My 970M only has 2 GiB VRAM, so it can't (properly) run 1080p, only 720p in emibl, but it can in viknell. It only runs because I have 8 GiB shared RAM, so it swaps out memory all the time. This means that on 1k it runs at 10-15 fps and 4k is probably way worse.
Describe the solution you'd like
A lot taken from my old branch https://github.com/TeamWisp/Procedural-Ray-Tracing/tree/feature_optimization.
- Frame buffers:
- G-Buffer
- Use RG8 instead of RG16f for roughness (2 Bpp reduce)
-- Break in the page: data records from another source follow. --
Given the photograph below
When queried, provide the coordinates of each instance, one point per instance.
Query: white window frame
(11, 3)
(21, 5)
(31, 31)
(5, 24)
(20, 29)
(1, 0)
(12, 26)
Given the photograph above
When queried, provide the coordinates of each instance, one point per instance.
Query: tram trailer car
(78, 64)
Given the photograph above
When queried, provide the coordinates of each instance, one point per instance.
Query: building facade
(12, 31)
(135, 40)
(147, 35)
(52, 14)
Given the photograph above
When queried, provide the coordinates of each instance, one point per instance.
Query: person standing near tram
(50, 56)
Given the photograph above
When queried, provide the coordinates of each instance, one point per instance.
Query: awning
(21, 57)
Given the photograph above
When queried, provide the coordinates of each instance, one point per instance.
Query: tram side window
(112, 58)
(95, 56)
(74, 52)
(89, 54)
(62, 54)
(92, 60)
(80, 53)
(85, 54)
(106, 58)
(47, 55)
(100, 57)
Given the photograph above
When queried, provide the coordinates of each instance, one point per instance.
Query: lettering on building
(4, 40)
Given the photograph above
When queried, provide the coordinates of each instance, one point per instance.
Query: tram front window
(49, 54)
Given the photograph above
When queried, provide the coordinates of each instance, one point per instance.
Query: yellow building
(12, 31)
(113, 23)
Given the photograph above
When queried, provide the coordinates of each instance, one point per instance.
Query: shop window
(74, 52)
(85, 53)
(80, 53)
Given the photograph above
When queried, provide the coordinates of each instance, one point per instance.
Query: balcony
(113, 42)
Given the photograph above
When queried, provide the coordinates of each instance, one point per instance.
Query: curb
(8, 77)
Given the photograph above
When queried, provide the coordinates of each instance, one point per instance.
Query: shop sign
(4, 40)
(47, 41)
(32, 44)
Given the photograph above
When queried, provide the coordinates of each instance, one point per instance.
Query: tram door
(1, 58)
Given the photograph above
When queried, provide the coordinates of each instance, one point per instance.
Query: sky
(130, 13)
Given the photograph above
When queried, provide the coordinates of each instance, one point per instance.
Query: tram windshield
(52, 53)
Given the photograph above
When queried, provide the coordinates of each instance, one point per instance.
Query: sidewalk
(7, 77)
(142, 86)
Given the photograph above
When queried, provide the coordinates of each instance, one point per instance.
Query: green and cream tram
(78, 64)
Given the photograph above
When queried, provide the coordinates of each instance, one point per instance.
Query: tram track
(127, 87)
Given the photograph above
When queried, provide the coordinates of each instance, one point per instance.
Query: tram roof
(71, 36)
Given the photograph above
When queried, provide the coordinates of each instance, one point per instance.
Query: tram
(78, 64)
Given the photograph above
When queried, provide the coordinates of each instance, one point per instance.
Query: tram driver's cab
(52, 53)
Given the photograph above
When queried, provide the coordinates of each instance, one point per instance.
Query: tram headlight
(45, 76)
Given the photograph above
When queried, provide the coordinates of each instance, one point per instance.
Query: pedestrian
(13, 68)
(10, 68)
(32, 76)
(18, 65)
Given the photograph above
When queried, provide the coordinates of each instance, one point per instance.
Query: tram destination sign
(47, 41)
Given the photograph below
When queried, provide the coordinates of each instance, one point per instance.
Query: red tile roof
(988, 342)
- Use normal compression to use RG16f instead of RGBA16f (4 Bpp reduce)
- Get rid of unused (24 Bpp)
- Total: 30 Bpp (30 / 76.75)
- G-Buffer
- Textures:
- Load HDR textures using RGBA16f instead of RGBA32f
- Internally bake it to dds or load it with compression (always)
- Models:
- uv & pos can use ushort instead; 10 Bpv (saving 10 Bpv)
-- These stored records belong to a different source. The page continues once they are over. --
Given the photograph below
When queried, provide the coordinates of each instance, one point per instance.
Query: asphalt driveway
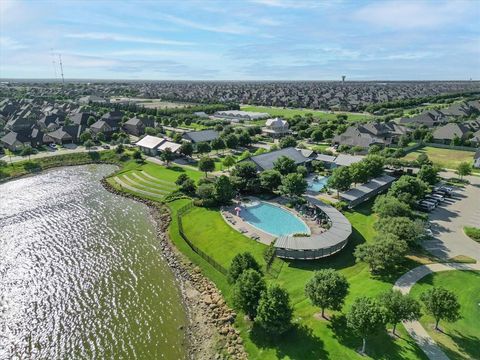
(448, 220)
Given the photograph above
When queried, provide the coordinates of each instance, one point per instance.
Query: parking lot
(449, 218)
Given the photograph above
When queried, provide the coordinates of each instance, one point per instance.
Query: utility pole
(61, 68)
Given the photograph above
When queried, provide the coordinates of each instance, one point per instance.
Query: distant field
(446, 158)
(289, 113)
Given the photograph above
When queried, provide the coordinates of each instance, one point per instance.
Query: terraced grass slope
(150, 180)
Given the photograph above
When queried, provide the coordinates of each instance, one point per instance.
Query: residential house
(267, 161)
(65, 134)
(276, 128)
(201, 136)
(136, 126)
(445, 134)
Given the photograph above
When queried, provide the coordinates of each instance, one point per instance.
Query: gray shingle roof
(266, 161)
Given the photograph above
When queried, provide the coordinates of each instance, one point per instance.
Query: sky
(241, 40)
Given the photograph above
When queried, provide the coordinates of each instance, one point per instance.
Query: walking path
(405, 283)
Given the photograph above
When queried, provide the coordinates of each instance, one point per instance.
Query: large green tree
(274, 312)
(366, 318)
(340, 179)
(206, 165)
(327, 289)
(247, 291)
(224, 191)
(399, 307)
(285, 165)
(441, 304)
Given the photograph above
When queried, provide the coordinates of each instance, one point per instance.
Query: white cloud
(8, 43)
(124, 38)
(413, 14)
(231, 28)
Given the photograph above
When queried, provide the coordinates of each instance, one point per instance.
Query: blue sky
(241, 40)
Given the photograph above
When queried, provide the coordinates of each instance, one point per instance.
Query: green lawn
(446, 158)
(288, 113)
(310, 338)
(461, 339)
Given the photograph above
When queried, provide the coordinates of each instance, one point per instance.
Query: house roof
(150, 142)
(201, 136)
(266, 161)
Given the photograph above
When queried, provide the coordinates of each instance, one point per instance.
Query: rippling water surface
(80, 273)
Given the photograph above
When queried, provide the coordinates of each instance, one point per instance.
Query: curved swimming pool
(273, 219)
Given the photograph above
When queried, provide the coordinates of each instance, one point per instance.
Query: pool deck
(240, 225)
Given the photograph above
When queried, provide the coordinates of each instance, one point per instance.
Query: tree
(206, 165)
(27, 151)
(245, 177)
(366, 317)
(206, 192)
(88, 144)
(441, 304)
(408, 189)
(383, 254)
(186, 149)
(224, 191)
(463, 169)
(399, 307)
(270, 180)
(293, 185)
(422, 159)
(85, 136)
(373, 165)
(340, 179)
(247, 291)
(287, 141)
(274, 312)
(386, 205)
(203, 147)
(181, 179)
(231, 141)
(428, 174)
(167, 155)
(218, 144)
(359, 173)
(91, 120)
(285, 165)
(302, 170)
(240, 263)
(327, 290)
(229, 161)
(100, 136)
(402, 227)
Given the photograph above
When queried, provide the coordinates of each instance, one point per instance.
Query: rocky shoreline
(210, 333)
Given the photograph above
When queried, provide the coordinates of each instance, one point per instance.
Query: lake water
(81, 276)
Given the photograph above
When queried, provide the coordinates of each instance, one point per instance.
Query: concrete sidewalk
(405, 283)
- normal, tangent, bitangent can use unorm quat instead; 4 Bpv (saving 32 Bpv)
- color can use uint instead; 4 Bpv (saving 8 Bpv)
- Total: 18 Bpv instead of 68 Bpv
Describe alternatives you've considered
N.A. it's optimization.
Additional context
Note: The following is taken after ad0a90b, meaning that we use a lot less VRAM, like 40 Bpp less
Constant usage:
- 128 - 256 MiB are taken by models (64 per pool)
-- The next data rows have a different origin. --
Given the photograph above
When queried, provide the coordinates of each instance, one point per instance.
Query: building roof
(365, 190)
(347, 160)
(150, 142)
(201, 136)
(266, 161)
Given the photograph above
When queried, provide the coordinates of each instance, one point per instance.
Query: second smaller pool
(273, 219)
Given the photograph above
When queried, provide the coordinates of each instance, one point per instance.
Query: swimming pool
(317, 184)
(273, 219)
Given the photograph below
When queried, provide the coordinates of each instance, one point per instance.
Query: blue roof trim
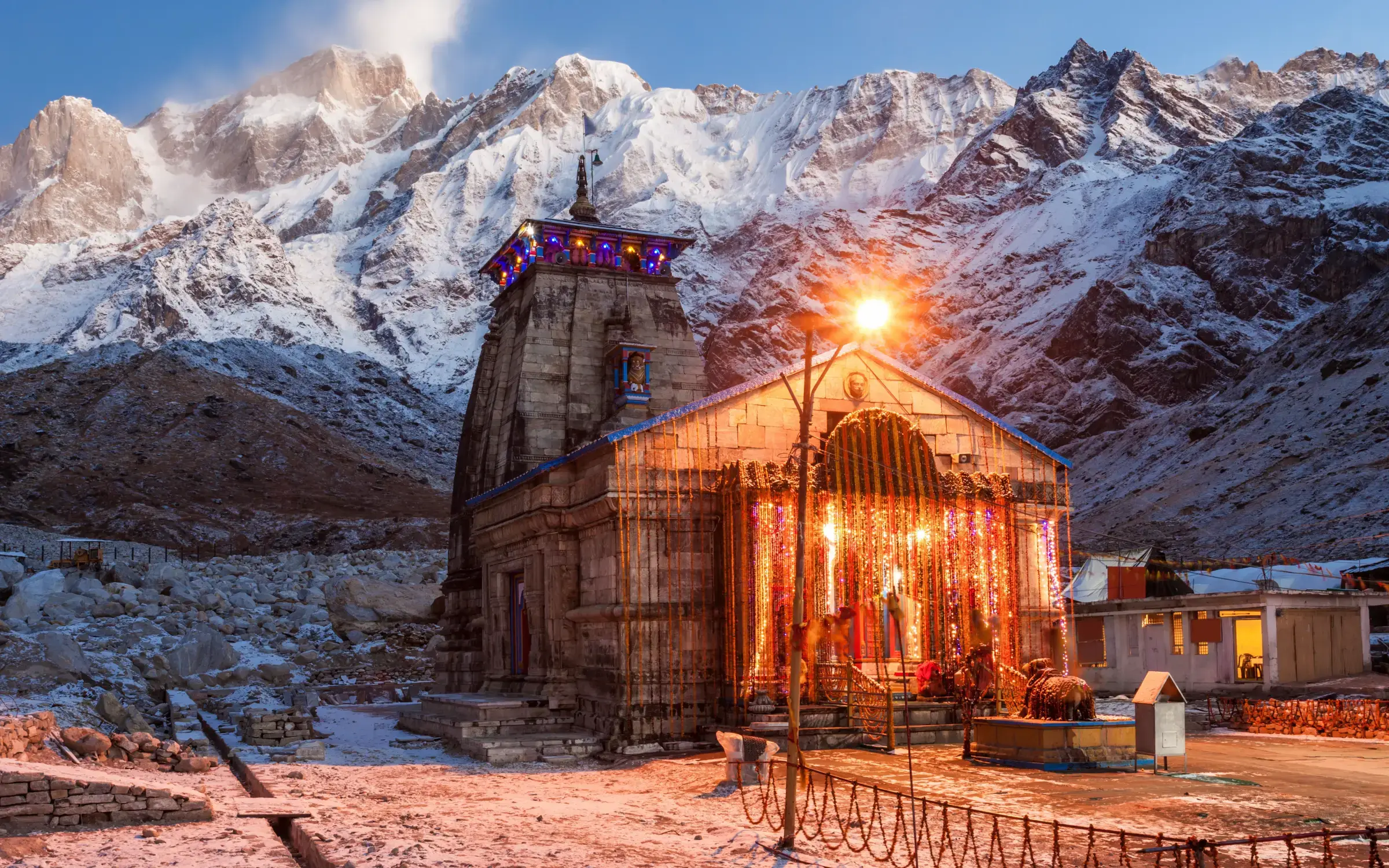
(748, 387)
- Vertex size is 56, so approx 1 Mil vertices per pool (think about fragmentation that gets worse if vertices aren't compressed, since we have less vertices).
- Use vertex compression; this can reduce it to approx 24 Bpv instead of 56, giving us 2.3x the vertices (might be important for big scenes)
- Compression might have to use a compute shader, since we have A LOT of work to be done; 1 compute shader should get the max values, 1 should use those to compress them. Using 1 thread or 8 (multi threaded) is a lot less logical.
- Vertex size is 56, so approx 1 Mil vertices per pool (think about fragmentation that gets worse if vertices aren't compressed, since we have less vertices).
- Textures take up A LOT in Emibl
- One image already takes up 128 MiB (reason: DirectXTexHDR reads it as RGBA32f, while RGBA16f should be used)
- Use texture compression (internally bake it to dds or process it)
Variable usage:
- Frame buffers
- Individual
- Deferred main: 20 Bpp (4 depth, 6 normal, 6 color, 2 roughness, 2 metallic)
- Convolution & Cubemap take up: 24 Bpp (12 each; unused)
- Deferred composition: 8 Bpp (color)
- Post processing: 4 - 8 Bpp (color; depending on if you render to HDR backbuffer)
- DoF CoC: 4 Bpp (cone of confusion)
- DoF down scale: 4 Bpp (16 Bpp 8 near, 8 far color, but half res)
- DoF dilate near: .25 Bpp (4 Bpp, but quarter res)
- DoF dilate flatten: .25 Bpp (4 Bpp, but quarter res)
- DoF dilate flatten 2: .25 Bpp (4 Bpp, but quarter res)
- Bokeh: 4 Bpp (16 Bpp, but half res)
- Bokeh filter: 4 Bpp (16 Bpp, but half res)
- DoF post filter: 4 - 8 Bpp (color; depending on if you render to HDR backbuffer)
- Per task
- Deferred main: 20 Bpp
- Deferred composition: 8 Bpp
- Post processing: 4-8 Bpp
- DoF: 12.75- 16.75 Bpp
- Bokeh: 8 Bpp
- Unused: 24 Bpp
- Total:
- Non HDR: 76.75 Bpp
- HDR: 84.75 Bpp
- Meaning that (non HDR):
- 1280x720 = 67 MiB
- 1920x1080 = 152 MiB
- 3840x2160 = 607 MiB
- Individual